Americans heard the sad news on Sunday that former Congressman Jack Kemp had passed away the previous evening.
Kemp was one of the champions of economic liberty and, specifically, of the wisdom of supply-side economics during his years in Congress. He called himself a compassionate conservative before the Bush administration sullied that phrase, but Kemp lived up to the term.
He was passionate about issues affecting the urban poor, which led to his selection by the first President Bush as Secretary of Housing and Urban Development (HUD) and he had a unique and focused concern for Africa and for finding ways to reduce the endemic poverty of that continent.
Jack Kemp later went on to be Bob Dole's vice-presidential running mate in 1996, even after (belatedly) endorsing Steve Forbes for president that year. (Forbes himself decided to run only because Kemp removed himself from the race, saying that the field of candidates needed to include someone focused on tax reform and tax-cutting.)
I had just a handful of encounters over the years with then-Congressman Kemp, mostly at policy conferences and those weird Washington evenings that are a combination of business and pleasure.
On one of those occasions, in 1984 or 1985, I snapped a photo of Jack Kemp before he delivered a speech. (You can see the picture on the upper left of this column.) He is with Ernest W. Lefever (on the left) and Shelby Cullom Davis.
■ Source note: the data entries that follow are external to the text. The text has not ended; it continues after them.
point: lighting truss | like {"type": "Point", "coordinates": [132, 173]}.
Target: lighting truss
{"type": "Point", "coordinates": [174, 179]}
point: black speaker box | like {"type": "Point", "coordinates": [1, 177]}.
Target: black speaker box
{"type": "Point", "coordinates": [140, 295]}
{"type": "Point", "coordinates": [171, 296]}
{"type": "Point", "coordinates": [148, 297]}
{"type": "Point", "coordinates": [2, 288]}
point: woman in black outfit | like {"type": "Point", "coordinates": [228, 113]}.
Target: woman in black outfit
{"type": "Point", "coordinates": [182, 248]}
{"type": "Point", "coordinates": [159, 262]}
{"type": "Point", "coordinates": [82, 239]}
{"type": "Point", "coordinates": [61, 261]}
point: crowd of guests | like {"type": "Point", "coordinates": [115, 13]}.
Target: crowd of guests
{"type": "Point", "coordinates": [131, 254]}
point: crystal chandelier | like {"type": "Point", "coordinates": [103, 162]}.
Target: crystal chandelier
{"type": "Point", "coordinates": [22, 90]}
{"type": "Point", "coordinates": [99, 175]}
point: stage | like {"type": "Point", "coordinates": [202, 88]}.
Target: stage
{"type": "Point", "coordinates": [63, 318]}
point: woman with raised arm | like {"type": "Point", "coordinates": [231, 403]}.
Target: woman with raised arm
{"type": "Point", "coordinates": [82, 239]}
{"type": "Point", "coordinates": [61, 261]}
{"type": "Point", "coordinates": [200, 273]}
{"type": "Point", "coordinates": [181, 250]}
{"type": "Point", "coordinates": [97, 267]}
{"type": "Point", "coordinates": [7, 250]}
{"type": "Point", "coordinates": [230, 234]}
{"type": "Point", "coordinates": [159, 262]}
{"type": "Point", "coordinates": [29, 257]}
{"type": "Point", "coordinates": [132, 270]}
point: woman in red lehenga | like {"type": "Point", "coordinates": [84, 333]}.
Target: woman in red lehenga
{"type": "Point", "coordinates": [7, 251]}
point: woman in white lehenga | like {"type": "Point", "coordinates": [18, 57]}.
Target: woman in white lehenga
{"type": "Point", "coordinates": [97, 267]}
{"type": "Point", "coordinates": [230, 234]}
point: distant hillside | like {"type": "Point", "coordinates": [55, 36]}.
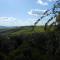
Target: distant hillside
{"type": "Point", "coordinates": [22, 29]}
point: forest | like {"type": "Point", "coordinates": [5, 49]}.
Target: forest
{"type": "Point", "coordinates": [32, 42]}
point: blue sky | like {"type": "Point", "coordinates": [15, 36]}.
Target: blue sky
{"type": "Point", "coordinates": [22, 12]}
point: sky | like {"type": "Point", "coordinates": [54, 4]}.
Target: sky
{"type": "Point", "coordinates": [23, 12]}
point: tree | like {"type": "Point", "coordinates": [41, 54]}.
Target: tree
{"type": "Point", "coordinates": [55, 12]}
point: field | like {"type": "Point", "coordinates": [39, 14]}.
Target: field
{"type": "Point", "coordinates": [23, 43]}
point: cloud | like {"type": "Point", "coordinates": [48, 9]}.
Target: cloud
{"type": "Point", "coordinates": [7, 18]}
{"type": "Point", "coordinates": [51, 0]}
{"type": "Point", "coordinates": [7, 21]}
{"type": "Point", "coordinates": [41, 2]}
{"type": "Point", "coordinates": [44, 2]}
{"type": "Point", "coordinates": [36, 12]}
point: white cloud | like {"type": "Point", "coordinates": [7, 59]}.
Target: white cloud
{"type": "Point", "coordinates": [51, 0]}
{"type": "Point", "coordinates": [36, 12]}
{"type": "Point", "coordinates": [7, 18]}
{"type": "Point", "coordinates": [42, 2]}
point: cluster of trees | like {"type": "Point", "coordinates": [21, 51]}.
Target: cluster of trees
{"type": "Point", "coordinates": [37, 46]}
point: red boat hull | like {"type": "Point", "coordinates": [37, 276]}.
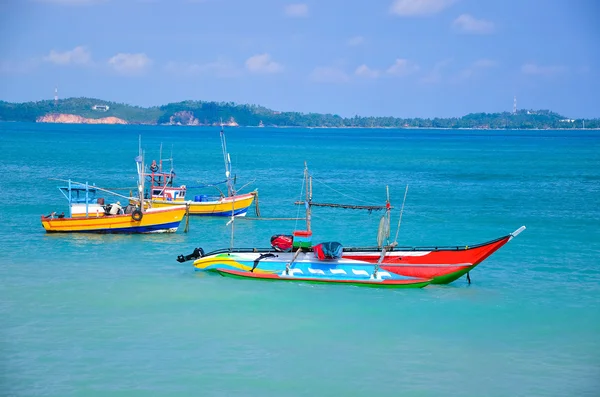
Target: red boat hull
{"type": "Point", "coordinates": [442, 264]}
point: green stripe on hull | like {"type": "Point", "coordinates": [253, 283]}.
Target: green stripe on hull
{"type": "Point", "coordinates": [450, 277]}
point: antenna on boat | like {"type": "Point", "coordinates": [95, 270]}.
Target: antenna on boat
{"type": "Point", "coordinates": [307, 203]}
{"type": "Point", "coordinates": [400, 219]}
{"type": "Point", "coordinates": [139, 161]}
{"type": "Point", "coordinates": [383, 234]}
{"type": "Point", "coordinates": [227, 161]}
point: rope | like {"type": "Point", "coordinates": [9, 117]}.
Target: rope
{"type": "Point", "coordinates": [400, 219]}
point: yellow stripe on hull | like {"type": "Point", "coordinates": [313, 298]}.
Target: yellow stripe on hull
{"type": "Point", "coordinates": [213, 263]}
{"type": "Point", "coordinates": [221, 207]}
{"type": "Point", "coordinates": [153, 221]}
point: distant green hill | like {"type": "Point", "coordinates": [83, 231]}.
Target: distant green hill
{"type": "Point", "coordinates": [211, 113]}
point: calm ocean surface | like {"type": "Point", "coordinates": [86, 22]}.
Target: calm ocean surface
{"type": "Point", "coordinates": [97, 315]}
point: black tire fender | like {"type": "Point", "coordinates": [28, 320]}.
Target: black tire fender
{"type": "Point", "coordinates": [137, 215]}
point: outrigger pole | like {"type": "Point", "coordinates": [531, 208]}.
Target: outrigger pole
{"type": "Point", "coordinates": [310, 203]}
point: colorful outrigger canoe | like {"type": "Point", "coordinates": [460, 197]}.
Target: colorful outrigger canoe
{"type": "Point", "coordinates": [437, 265]}
{"type": "Point", "coordinates": [303, 266]}
{"type": "Point", "coordinates": [442, 264]}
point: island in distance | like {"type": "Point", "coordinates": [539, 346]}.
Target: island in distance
{"type": "Point", "coordinates": [202, 113]}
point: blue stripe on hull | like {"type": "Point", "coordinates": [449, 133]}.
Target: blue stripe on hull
{"type": "Point", "coordinates": [127, 230]}
{"type": "Point", "coordinates": [226, 213]}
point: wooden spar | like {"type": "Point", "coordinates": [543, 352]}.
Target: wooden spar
{"type": "Point", "coordinates": [249, 218]}
{"type": "Point", "coordinates": [308, 195]}
{"type": "Point", "coordinates": [349, 206]}
{"type": "Point", "coordinates": [256, 209]}
{"type": "Point", "coordinates": [187, 217]}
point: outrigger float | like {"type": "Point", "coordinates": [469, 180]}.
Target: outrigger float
{"type": "Point", "coordinates": [163, 194]}
{"type": "Point", "coordinates": [436, 265]}
{"type": "Point", "coordinates": [89, 213]}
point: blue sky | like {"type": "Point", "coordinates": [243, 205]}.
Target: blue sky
{"type": "Point", "coordinates": [403, 58]}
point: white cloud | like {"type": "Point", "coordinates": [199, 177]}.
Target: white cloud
{"type": "Point", "coordinates": [484, 63]}
{"type": "Point", "coordinates": [419, 7]}
{"type": "Point", "coordinates": [19, 67]}
{"type": "Point", "coordinates": [538, 70]}
{"type": "Point", "coordinates": [327, 74]}
{"type": "Point", "coordinates": [365, 71]}
{"type": "Point", "coordinates": [435, 76]}
{"type": "Point", "coordinates": [296, 10]}
{"type": "Point", "coordinates": [262, 63]}
{"type": "Point", "coordinates": [72, 2]}
{"type": "Point", "coordinates": [468, 24]}
{"type": "Point", "coordinates": [77, 56]}
{"type": "Point", "coordinates": [475, 68]}
{"type": "Point", "coordinates": [356, 41]}
{"type": "Point", "coordinates": [129, 63]}
{"type": "Point", "coordinates": [219, 68]}
{"type": "Point", "coordinates": [402, 67]}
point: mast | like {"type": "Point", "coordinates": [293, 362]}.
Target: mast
{"type": "Point", "coordinates": [139, 161]}
{"type": "Point", "coordinates": [307, 203]}
{"type": "Point", "coordinates": [227, 162]}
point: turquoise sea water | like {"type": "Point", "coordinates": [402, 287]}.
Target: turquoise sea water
{"type": "Point", "coordinates": [97, 315]}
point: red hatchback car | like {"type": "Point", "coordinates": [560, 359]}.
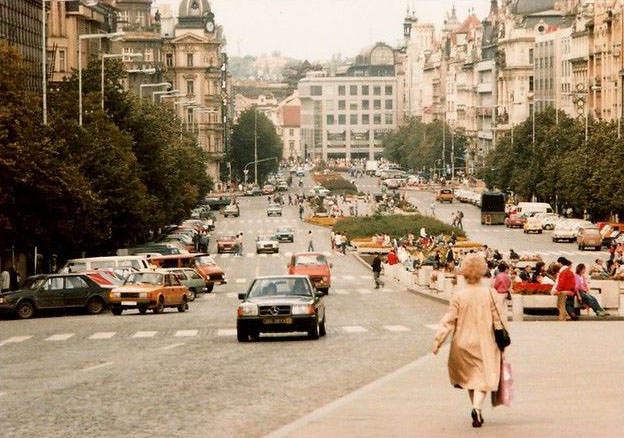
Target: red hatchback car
{"type": "Point", "coordinates": [315, 266]}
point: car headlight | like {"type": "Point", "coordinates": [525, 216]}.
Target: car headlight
{"type": "Point", "coordinates": [303, 309]}
{"type": "Point", "coordinates": [248, 309]}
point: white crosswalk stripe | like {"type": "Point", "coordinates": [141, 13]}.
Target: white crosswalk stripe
{"type": "Point", "coordinates": [144, 334]}
{"type": "Point", "coordinates": [60, 337]}
{"type": "Point", "coordinates": [102, 335]}
{"type": "Point", "coordinates": [186, 333]}
{"type": "Point", "coordinates": [396, 328]}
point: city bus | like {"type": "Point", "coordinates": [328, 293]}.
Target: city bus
{"type": "Point", "coordinates": [492, 208]}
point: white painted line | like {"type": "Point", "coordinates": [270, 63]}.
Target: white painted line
{"type": "Point", "coordinates": [172, 346]}
{"type": "Point", "coordinates": [186, 333]}
{"type": "Point", "coordinates": [354, 329]}
{"type": "Point", "coordinates": [226, 332]}
{"type": "Point", "coordinates": [396, 328]}
{"type": "Point", "coordinates": [95, 367]}
{"type": "Point", "coordinates": [60, 337]}
{"type": "Point", "coordinates": [144, 334]}
{"type": "Point", "coordinates": [102, 335]}
{"type": "Point", "coordinates": [14, 340]}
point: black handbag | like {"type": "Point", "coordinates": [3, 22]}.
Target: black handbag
{"type": "Point", "coordinates": [501, 336]}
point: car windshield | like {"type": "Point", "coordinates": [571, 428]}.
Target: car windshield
{"type": "Point", "coordinates": [280, 287]}
{"type": "Point", "coordinates": [204, 260]}
{"type": "Point", "coordinates": [144, 278]}
{"type": "Point", "coordinates": [310, 260]}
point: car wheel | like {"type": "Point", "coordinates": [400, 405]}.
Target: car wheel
{"type": "Point", "coordinates": [242, 335]}
{"type": "Point", "coordinates": [313, 333]}
{"type": "Point", "coordinates": [25, 310]}
{"type": "Point", "coordinates": [160, 306]}
{"type": "Point", "coordinates": [95, 305]}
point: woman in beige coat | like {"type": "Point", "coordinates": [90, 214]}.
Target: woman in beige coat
{"type": "Point", "coordinates": [474, 359]}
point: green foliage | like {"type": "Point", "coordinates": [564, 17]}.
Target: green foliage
{"type": "Point", "coordinates": [394, 225]}
{"type": "Point", "coordinates": [242, 151]}
{"type": "Point", "coordinates": [419, 146]}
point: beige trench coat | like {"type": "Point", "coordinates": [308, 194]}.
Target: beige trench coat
{"type": "Point", "coordinates": [474, 359]}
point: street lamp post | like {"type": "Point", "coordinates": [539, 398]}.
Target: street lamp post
{"type": "Point", "coordinates": [110, 56]}
{"type": "Point", "coordinates": [87, 37]}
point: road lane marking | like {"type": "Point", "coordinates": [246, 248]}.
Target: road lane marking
{"type": "Point", "coordinates": [226, 332]}
{"type": "Point", "coordinates": [102, 335]}
{"type": "Point", "coordinates": [172, 346]}
{"type": "Point", "coordinates": [396, 328]}
{"type": "Point", "coordinates": [14, 340]}
{"type": "Point", "coordinates": [354, 329]}
{"type": "Point", "coordinates": [95, 367]}
{"type": "Point", "coordinates": [60, 337]}
{"type": "Point", "coordinates": [144, 334]}
{"type": "Point", "coordinates": [186, 333]}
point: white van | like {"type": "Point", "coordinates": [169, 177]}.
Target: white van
{"type": "Point", "coordinates": [528, 209]}
{"type": "Point", "coordinates": [139, 263]}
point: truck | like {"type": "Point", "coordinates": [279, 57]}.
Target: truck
{"type": "Point", "coordinates": [371, 167]}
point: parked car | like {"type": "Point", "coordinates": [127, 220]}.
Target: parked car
{"type": "Point", "coordinates": [515, 221]}
{"type": "Point", "coordinates": [274, 210]}
{"type": "Point", "coordinates": [280, 304]}
{"type": "Point", "coordinates": [190, 278]}
{"type": "Point", "coordinates": [41, 292]}
{"type": "Point", "coordinates": [267, 243]}
{"type": "Point", "coordinates": [589, 237]}
{"type": "Point", "coordinates": [533, 225]}
{"type": "Point", "coordinates": [315, 266]}
{"type": "Point", "coordinates": [285, 234]}
{"type": "Point", "coordinates": [231, 210]}
{"type": "Point", "coordinates": [227, 243]}
{"type": "Point", "coordinates": [154, 290]}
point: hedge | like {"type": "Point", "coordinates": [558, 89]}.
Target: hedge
{"type": "Point", "coordinates": [394, 225]}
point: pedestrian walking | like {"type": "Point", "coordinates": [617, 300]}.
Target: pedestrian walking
{"type": "Point", "coordinates": [377, 268]}
{"type": "Point", "coordinates": [474, 359]}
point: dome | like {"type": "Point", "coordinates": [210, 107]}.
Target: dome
{"type": "Point", "coordinates": [193, 8]}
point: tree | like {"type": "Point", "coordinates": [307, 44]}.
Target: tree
{"type": "Point", "coordinates": [242, 152]}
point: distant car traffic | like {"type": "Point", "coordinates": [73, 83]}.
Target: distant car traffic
{"type": "Point", "coordinates": [154, 290]}
{"type": "Point", "coordinates": [280, 304]}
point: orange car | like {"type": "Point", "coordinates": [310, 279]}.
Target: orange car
{"type": "Point", "coordinates": [315, 266]}
{"type": "Point", "coordinates": [149, 290]}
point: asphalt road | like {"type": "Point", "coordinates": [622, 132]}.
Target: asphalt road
{"type": "Point", "coordinates": [185, 375]}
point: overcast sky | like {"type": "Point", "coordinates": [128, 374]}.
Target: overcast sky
{"type": "Point", "coordinates": [316, 29]}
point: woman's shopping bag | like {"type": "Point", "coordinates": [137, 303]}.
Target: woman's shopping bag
{"type": "Point", "coordinates": [505, 392]}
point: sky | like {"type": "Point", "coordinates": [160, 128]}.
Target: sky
{"type": "Point", "coordinates": [317, 29]}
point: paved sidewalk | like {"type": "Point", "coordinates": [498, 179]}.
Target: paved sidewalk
{"type": "Point", "coordinates": [569, 382]}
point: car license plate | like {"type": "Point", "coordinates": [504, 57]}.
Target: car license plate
{"type": "Point", "coordinates": [277, 321]}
Lefever was president of the Ethics and Public Policy Center at the time and was hosting one of the annual award dinners held under Mr. Davis' name. (This might have been taken the year that Jeane Kirkpatrick was given the Shelby Cullom Davis Award for Integrity and Courage in Public Life.)
Others can write more eloquently about Jack Kemp -- Leslie Carbone has a fine remembrance on her eponymous blog, as does sports business columnist Evan Weiner at the Examiner-- than I can. Suffice it to say that a man of Jack Kemp's intellect, passions, and determination will be sorely missed on the political scene.